In a bold reform move, the government today permitted foreign direct investment up to 51 per cent in the retail sector. Besides, in cash and carry wholesale trading, where groups such as the German Metro are operating, 100 per cent foreign investment can be made without approval.

It also liberalised foreign investment in new airports, power trading, diamond and coal mining, processing and warehousing of rubber and coffee, and petroleum infrastructure like pipelines. In these sectors, FDI up to 100 per cent will be allowed through the automatic route.

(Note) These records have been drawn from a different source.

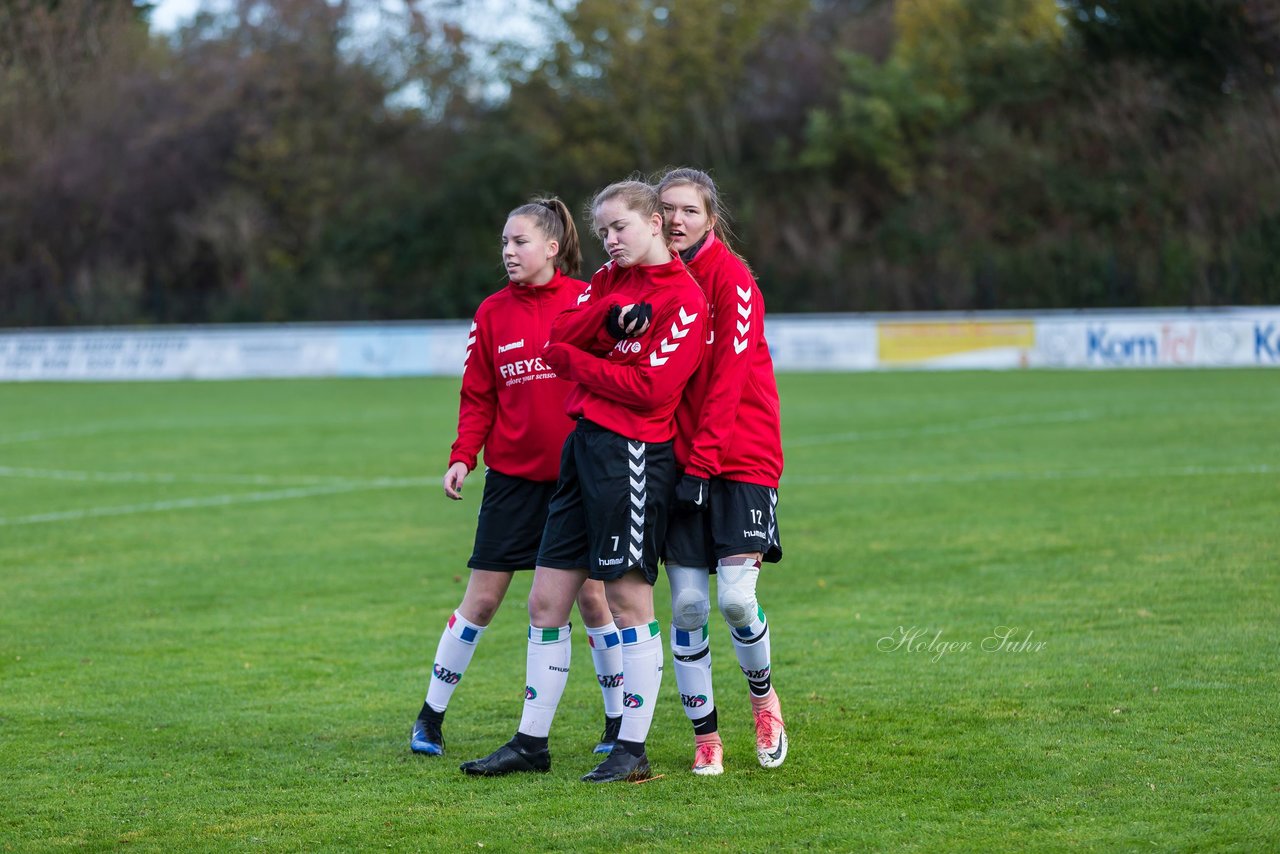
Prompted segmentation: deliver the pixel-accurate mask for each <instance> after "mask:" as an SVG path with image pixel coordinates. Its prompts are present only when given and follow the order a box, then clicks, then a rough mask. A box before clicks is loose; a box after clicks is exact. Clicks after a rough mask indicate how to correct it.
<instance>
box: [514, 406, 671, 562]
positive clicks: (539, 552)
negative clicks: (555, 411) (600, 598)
mask: <svg viewBox="0 0 1280 854" xmlns="http://www.w3.org/2000/svg"><path fill="white" fill-rule="evenodd" d="M675 490H676V457H675V453H673V452H672V446H671V442H659V443H652V442H636V440H634V439H627V438H626V437H622V435H618V434H617V433H614V431H612V430H607V429H605V428H602V426H599V425H598V424H593V423H590V421H586V420H580V421H579V423H577V429H575V430H573V431H572V433H570V435H568V439H567V440H566V442H564V451H563V452H562V453H561V478H559V481H558V483H557V484H556V494H554V495H553V497H552V506H550V508H549V511H548V513H547V528H545V530H544V531H543V545H541V549H540V551H539V553H538V563H539V565H540V566H549V567H552V568H558V570H581V568H585V570H588V572H590V576H591V577H593V579H599V580H602V581H612V580H613V579H618V577H622V576H623V575H625V574H626V572H628V571H631V570H641V571H643V572H644V576H645V579H648V580H649V584H654V583H657V580H658V558H659V551H660V547H662V542H663V539H664V538H666V534H667V515H668V512H669V508H671V497H672V494H673V493H675Z"/></svg>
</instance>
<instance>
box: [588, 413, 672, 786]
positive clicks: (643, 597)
mask: <svg viewBox="0 0 1280 854" xmlns="http://www.w3.org/2000/svg"><path fill="white" fill-rule="evenodd" d="M595 463H596V465H595V469H594V471H593V474H594V478H593V479H591V484H593V489H591V493H590V494H589V503H590V504H591V506H593V507H595V508H596V511H595V512H591V513H589V520H590V525H591V536H590V554H591V556H593V558H591V560H594V561H595V570H594V574H595V575H598V576H600V577H605V584H604V592H605V595H607V597H608V600H609V609H611V611H612V612H613V620H614V622H616V624H617V626H618V632H620V634H621V635H622V673H623V676H622V690H623V700H622V707H623V708H622V727H621V730H620V732H618V740H617V744H616V745H614V748H613V750H612V752H611V753H609V755H608V758H607V759H605V761H604V762H602V763H600V764H599V766H598V767H596V768H595V769H594V771H591V772H590V773H589V775H586V776H584V777H582V780H585V781H588V782H616V781H622V780H632V781H634V780H644V778H646V777H648V776H649V758H648V755H646V754H645V739H648V736H649V727H650V726H652V723H653V708H654V704H655V702H657V699H658V689H659V688H660V685H662V663H663V662H662V659H663V650H662V635H660V631H659V629H658V621H657V620H655V618H654V611H653V585H654V583H655V581H657V580H658V558H659V552H660V547H662V543H663V539H664V538H666V530H667V513H668V510H669V504H671V494H672V492H673V489H675V483H676V476H675V475H676V466H675V457H673V453H672V448H671V443H669V442H666V443H657V444H654V443H643V442H634V440H630V439H625V438H622V437H617V435H614V434H607V435H605V437H603V438H600V439H598V453H596V455H595ZM586 483H588V480H586V479H585V478H584V494H586V487H585V484H586Z"/></svg>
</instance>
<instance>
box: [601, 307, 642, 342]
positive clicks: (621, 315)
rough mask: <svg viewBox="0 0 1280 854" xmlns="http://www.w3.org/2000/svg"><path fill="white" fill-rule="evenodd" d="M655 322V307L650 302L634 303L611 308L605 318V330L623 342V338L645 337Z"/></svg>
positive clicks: (614, 336)
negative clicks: (649, 304)
mask: <svg viewBox="0 0 1280 854" xmlns="http://www.w3.org/2000/svg"><path fill="white" fill-rule="evenodd" d="M652 321H653V306H652V305H649V303H648V302H632V303H630V305H625V306H618V305H613V306H609V314H608V315H605V318H604V328H605V330H608V333H609V335H612V337H613V338H616V339H618V341H622V339H623V338H636V337H639V335H643V334H644V333H645V332H646V330H648V329H649V324H650V323H652Z"/></svg>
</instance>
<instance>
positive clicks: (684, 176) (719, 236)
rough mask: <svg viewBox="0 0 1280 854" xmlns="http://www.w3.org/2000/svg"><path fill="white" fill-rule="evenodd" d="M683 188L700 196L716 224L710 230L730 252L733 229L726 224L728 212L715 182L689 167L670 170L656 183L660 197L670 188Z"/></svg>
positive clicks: (727, 223)
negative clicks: (692, 191)
mask: <svg viewBox="0 0 1280 854" xmlns="http://www.w3.org/2000/svg"><path fill="white" fill-rule="evenodd" d="M685 186H687V187H692V188H694V189H696V191H698V195H699V196H701V198H703V206H704V207H707V214H708V216H710V218H712V219H714V220H716V224H714V225H713V227H712V230H713V232H716V238H717V239H719V242H721V243H723V245H724V246H726V248H728V250H730V251H732V250H733V243H732V239H733V229H732V228H730V224H728V211H727V210H726V209H724V205H723V204H721V200H719V191H717V189H716V182H714V181H712V177H710V175H708V174H707V173H705V172H703V170H701V169H692V168H691V166H680V168H678V169H672V170H671V172H668V173H667V174H666V175H663V177H662V179H660V181H659V182H658V195H659V196H662V193H664V192H667V191H668V189H671V188H672V187H685ZM735 255H736V252H735Z"/></svg>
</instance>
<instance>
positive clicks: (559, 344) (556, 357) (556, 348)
mask: <svg viewBox="0 0 1280 854" xmlns="http://www.w3.org/2000/svg"><path fill="white" fill-rule="evenodd" d="M572 352H573V350H572V347H570V346H568V344H547V347H544V348H543V361H544V362H547V364H548V365H549V366H550V369H552V370H553V371H556V374H557V375H558V376H559V378H562V379H568V367H570V361H571V359H570V357H571V353H572Z"/></svg>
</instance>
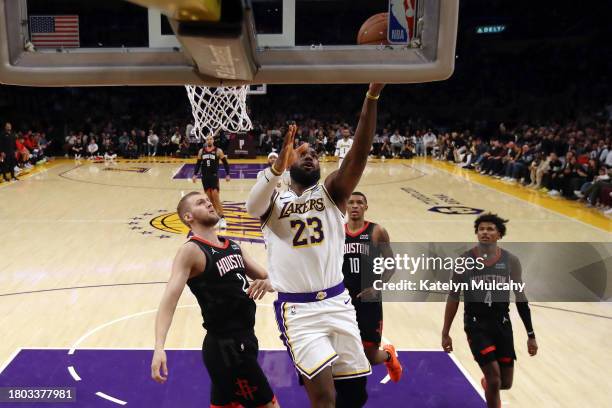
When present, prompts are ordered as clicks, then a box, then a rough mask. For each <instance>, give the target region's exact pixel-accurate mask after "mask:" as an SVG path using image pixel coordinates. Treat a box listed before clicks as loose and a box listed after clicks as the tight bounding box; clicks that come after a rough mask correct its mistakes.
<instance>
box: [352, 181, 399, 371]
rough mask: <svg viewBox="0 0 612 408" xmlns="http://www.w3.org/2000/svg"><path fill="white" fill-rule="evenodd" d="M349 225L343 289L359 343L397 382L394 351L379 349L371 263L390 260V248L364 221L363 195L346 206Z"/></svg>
mask: <svg viewBox="0 0 612 408" xmlns="http://www.w3.org/2000/svg"><path fill="white" fill-rule="evenodd" d="M347 207H348V216H349V220H348V223H347V224H346V225H345V233H346V239H345V242H344V264H343V265H342V273H343V274H344V285H345V286H346V288H347V289H348V291H349V294H350V295H351V300H352V302H353V305H354V306H355V311H356V312H357V324H358V325H359V331H360V333H361V341H362V342H363V348H364V350H365V353H366V356H367V357H368V360H369V361H370V364H374V365H376V364H382V363H385V365H386V367H387V371H388V372H389V377H390V378H391V380H392V381H393V382H398V381H399V380H400V378H401V376H402V366H401V364H400V362H399V360H398V359H397V357H396V353H395V347H393V345H391V344H386V345H384V346H383V349H382V350H381V349H380V343H381V339H382V328H383V311H382V299H381V298H380V292H377V291H375V290H374V288H373V287H372V286H373V283H374V280H375V279H376V277H375V275H374V264H373V262H374V259H375V258H377V257H378V256H384V257H385V258H393V252H392V250H391V247H390V246H389V234H388V233H387V231H386V230H385V229H384V228H383V227H382V226H380V225H378V224H375V223H373V222H369V221H366V220H365V218H364V216H365V212H366V210H367V209H368V200H367V198H366V196H365V195H364V194H363V193H360V192H358V191H354V192H353V194H351V197H350V198H349V200H348V203H347ZM393 272H395V270H393V269H388V270H386V271H385V273H383V275H382V277H381V278H382V281H383V282H388V281H389V279H391V276H392V275H393Z"/></svg>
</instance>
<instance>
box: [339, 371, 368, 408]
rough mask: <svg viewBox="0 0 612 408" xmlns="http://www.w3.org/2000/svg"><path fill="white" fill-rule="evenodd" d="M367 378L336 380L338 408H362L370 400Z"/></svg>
mask: <svg viewBox="0 0 612 408" xmlns="http://www.w3.org/2000/svg"><path fill="white" fill-rule="evenodd" d="M366 383H367V377H357V378H350V379H347V380H336V381H334V384H335V386H336V408H361V407H363V406H364V405H365V403H366V402H367V400H368V392H367V391H366Z"/></svg>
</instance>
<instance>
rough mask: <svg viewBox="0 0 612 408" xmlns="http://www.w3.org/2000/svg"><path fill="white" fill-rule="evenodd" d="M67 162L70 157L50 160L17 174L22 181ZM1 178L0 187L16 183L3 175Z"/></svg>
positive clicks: (19, 178) (28, 178)
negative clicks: (4, 177) (69, 157)
mask: <svg viewBox="0 0 612 408" xmlns="http://www.w3.org/2000/svg"><path fill="white" fill-rule="evenodd" d="M66 162H68V159H64V160H52V161H48V162H46V163H45V164H39V165H36V166H34V167H32V168H31V169H30V170H28V171H22V172H21V173H19V174H17V175H16V176H17V178H19V180H20V181H21V180H26V179H29V178H30V177H32V176H33V175H35V174H38V173H42V172H44V171H47V170H49V169H50V168H52V167H56V166H58V165H60V164H64V163H66ZM0 179H2V182H0V188H2V187H7V186H11V185H13V184H14V183H15V182H12V183H9V182H6V181H3V180H4V178H2V176H0Z"/></svg>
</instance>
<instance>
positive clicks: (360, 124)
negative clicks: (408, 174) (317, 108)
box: [246, 84, 384, 408]
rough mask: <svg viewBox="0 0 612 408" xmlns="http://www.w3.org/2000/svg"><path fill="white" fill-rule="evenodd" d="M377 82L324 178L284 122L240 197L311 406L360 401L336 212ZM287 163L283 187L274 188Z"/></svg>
mask: <svg viewBox="0 0 612 408" xmlns="http://www.w3.org/2000/svg"><path fill="white" fill-rule="evenodd" d="M383 86H384V85H382V84H371V85H370V88H369V90H368V92H367V94H366V98H365V100H364V102H363V107H362V110H361V116H360V120H359V124H358V125H357V130H356V132H355V142H354V144H353V147H352V148H351V149H350V150H349V152H348V153H347V154H346V157H345V158H344V161H343V162H342V164H341V166H340V168H339V169H338V170H336V171H334V172H333V173H331V174H330V175H329V176H328V177H327V178H326V179H325V182H324V183H322V184H321V183H319V179H320V175H321V170H320V167H319V160H318V157H317V153H316V151H315V150H314V149H313V148H311V147H309V146H308V145H307V144H304V145H302V146H300V147H299V148H297V149H296V150H294V148H293V146H294V140H295V133H296V131H297V127H296V126H295V125H290V126H289V130H288V132H287V134H286V136H285V142H284V145H283V149H282V151H281V153H280V155H279V158H278V160H277V161H276V162H275V163H274V165H273V166H272V167H270V168H268V169H266V170H265V171H264V177H261V178H259V179H258V180H257V182H256V183H255V186H253V188H252V189H251V192H250V194H249V197H248V199H247V203H246V208H247V211H248V212H249V213H250V214H251V215H253V216H256V217H260V218H261V220H262V229H263V232H264V238H265V240H266V246H267V251H268V268H269V276H270V282H271V284H272V286H273V288H274V289H275V290H276V291H278V292H279V293H278V300H277V301H276V302H275V313H276V319H277V323H278V326H279V330H280V331H281V337H282V339H283V341H284V343H285V345H286V346H287V349H288V350H289V352H290V354H291V358H292V360H293V363H294V365H295V367H296V369H297V371H298V372H299V374H300V376H301V380H302V381H303V383H304V387H305V388H306V392H307V393H308V397H309V399H310V402H311V406H313V407H317V408H333V407H351V408H358V407H361V406H363V405H364V404H365V403H366V401H367V392H366V389H365V386H366V376H367V375H369V374H370V373H371V367H370V363H369V362H368V359H367V358H366V355H365V353H364V350H363V346H362V344H361V338H360V336H359V328H358V327H357V321H356V316H355V308H354V307H353V305H352V304H351V298H350V296H349V294H348V291H347V290H346V289H345V288H344V284H343V274H342V264H343V261H344V255H343V248H344V214H345V212H346V205H347V204H346V203H347V200H348V198H349V197H350V195H351V193H352V192H353V190H354V188H355V187H356V186H357V184H358V183H359V179H360V178H361V175H362V173H363V170H364V169H365V166H366V163H367V159H368V153H369V152H370V148H371V147H372V139H373V138H374V130H375V128H376V110H377V100H378V98H379V94H380V91H381V90H382V88H383ZM287 168H288V169H289V173H290V176H291V187H290V189H289V190H288V191H287V192H285V193H278V192H277V191H276V185H277V183H278V180H279V179H280V177H281V174H282V173H283V171H285V169H287ZM334 385H335V388H334Z"/></svg>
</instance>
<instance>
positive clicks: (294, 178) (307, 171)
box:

“This is the first time in 15 years that the whole FDI policy has been reviewed in an integrated manner, to remove anomalies and inconsistencies,” commerce minister Kamal Nath said after a cabinet meeting.

Nath clarified that the issue of allowing FDI in the overall retail sector was still being studied by the government. “Its ramifications are being examined.”

For all practical purposes, however, retail has been opened up by allowing 51 per cent FDI in single-brand outlets, a decision the Left may not take kindly.

The minister, however, argued that single-brand stores would not result in “replacement and displacement of existing labour nor would it affect the business of the neighbourhood kirana store”.

Nath said retailing of multiple brands, even if such products were produced by the same manufacturer, would not be allowed.

“It is not a major move, but it is definitely a small step towards opening the retail sector,” said Arvind Singhal of KSA Technopak, the retailing consultancy.

Even now single-brand retailers are allowed to sell, but only through a franchisee.

The government has also relaxed conditions for 100 per cent FDI in business-to-business e-commerce.

It decided to allow FDI up to 100 per cent for distillation and brewing of potable alcohol, industrial explosives and hazardous chemicals through the automatic route.

There will be no need to seek approval from the Foreign Investment Promotion Board for transfer of shares in an Indian company from local to foreign investors in financial services.